An Across-the-Lifespan Approach to Congenital Heart Disease

John Thomson and his colleagues are advancing non-invasive solutions for young patients with congenital heart conditions, dramatically changing their lifetime care.

Just a few months after interventional cardiologist John Thomson joined the Blalock-Taussig-Thomas Pediatric and Congenital Heart Center at the Johns Hopkins Children’s Center last summer, he and his team began offering a game-changing treatment for young patients with congenital heart disease.

Of the roughly 40,000 infants born each year with congenital heart disease, about 20 percent have an abnormality of their right ventricular outflow tract. “Until now, these patients needed to be treated with invasive procedures such as open-heart surgery. Or they would need to wait to have a pulmonary valve replacement later in life,” explains Thomson. The new treatment, which uses a novel transcatheter pulmonary valve (TPV) system, is a much less invasive option. It can be implanted percutaneously, using only a small incision, and is designed to expand into the right ventricular outflow tract while deploying a bioprosthetic pulmonary valve.

Approved by the U.S. Food and Drug Administration in March 2021, the system holds the potential “to dramatically change our lifetime management of these patients,” says Thomson, “and our catheterization lab at Johns Hopkins is currently the only center in Maryland approved by the company to offer this groundbreaking treatment.”

For Thomson, this new offering is just one more step forward in his career-long quest to provide alternative, noninvasive solutions for patients with congenital cardiac problems.

“In recent years within the field, we’ve seen real advances in keyhole procedures for children and infants that are effective and can offer an alternative to more traditional surgical approaches,” he says. He and his team in the catheterization lab — which includes attending physicians and pediatric cardiologist Hannah Fraint — utilize many of these techniques in performing stent procedures, duct closures and valve replacements, to name a few.

Thomson hails from England. He previously served as an interventional pediatric cardiologist at Yorkshire Heart Center at the Leeds General Infirmary, chief of the pediatric cardiology service, and as an associate professor in the faculty of medicine at the University of Leeds. His experience with England’s health care system offers a unique and valuable perspective on best practices for treating adult congenital heart disease.

“The most effective units follow patients with congenital heart disease from cradle to grave, because the vast majority of patients diagnosed with heart problems as infants will need follow-up for the rest of their lives,” says Thomson. While that across-the-lifespan strategy is typically used in England, the approach in the U.S., he says, “is often much more fragmented.”

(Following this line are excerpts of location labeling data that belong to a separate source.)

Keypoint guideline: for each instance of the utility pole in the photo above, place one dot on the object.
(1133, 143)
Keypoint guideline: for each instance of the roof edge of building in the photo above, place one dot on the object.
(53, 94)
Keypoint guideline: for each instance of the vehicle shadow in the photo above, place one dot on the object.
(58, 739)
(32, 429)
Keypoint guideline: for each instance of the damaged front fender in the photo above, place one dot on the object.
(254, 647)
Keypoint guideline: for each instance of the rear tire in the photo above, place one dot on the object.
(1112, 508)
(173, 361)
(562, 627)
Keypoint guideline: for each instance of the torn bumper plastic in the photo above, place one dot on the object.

Until relatively recently, patients with congenital heart disease at Johns Hopkins were either seen by pediatric cardiac specialists or adult cardiac specialists. That’s changed now with the Blalock-Taussig-Thomas center, which combines pediatric and adult cardiology in transitioning patients to adulthood. Then, patients are cared for by specialists specifically trained in the management of adults with congenital heart disease, such as cardiologist Ari Cedars.

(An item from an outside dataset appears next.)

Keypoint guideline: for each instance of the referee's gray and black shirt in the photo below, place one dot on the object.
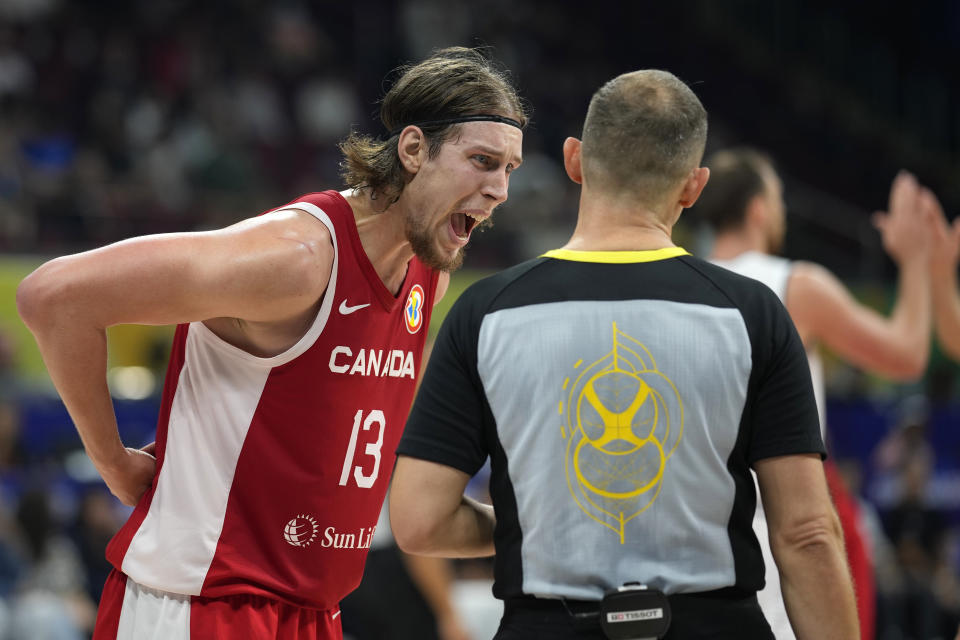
(622, 398)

“There’s a significant advantage to having pediatric and adult care all in one place — to having experts who can provide care for both congenital heart disease and adult-related problems, and who know the ways in which those two worlds will interact in the same patient,” says Thomson.

For example, general adult cardiologists typically have great depth of experience in treating coronary vascular disease and other heart problems that occur with aging but very limited training in congenital heart defects that exist since birth — and they are generally unfamiliar with the ways that early repairs deteriorate over time.

For his part, Thomson loves the extended relationships that come with his role. “We join families in their medical journey very early on, usually when patients are infants or even in utero. Then we get to know patients and their families so well, and they get to know us, as we care for them throughout the whole of their lives,” he says. “It’s very special and extremely satisfying.”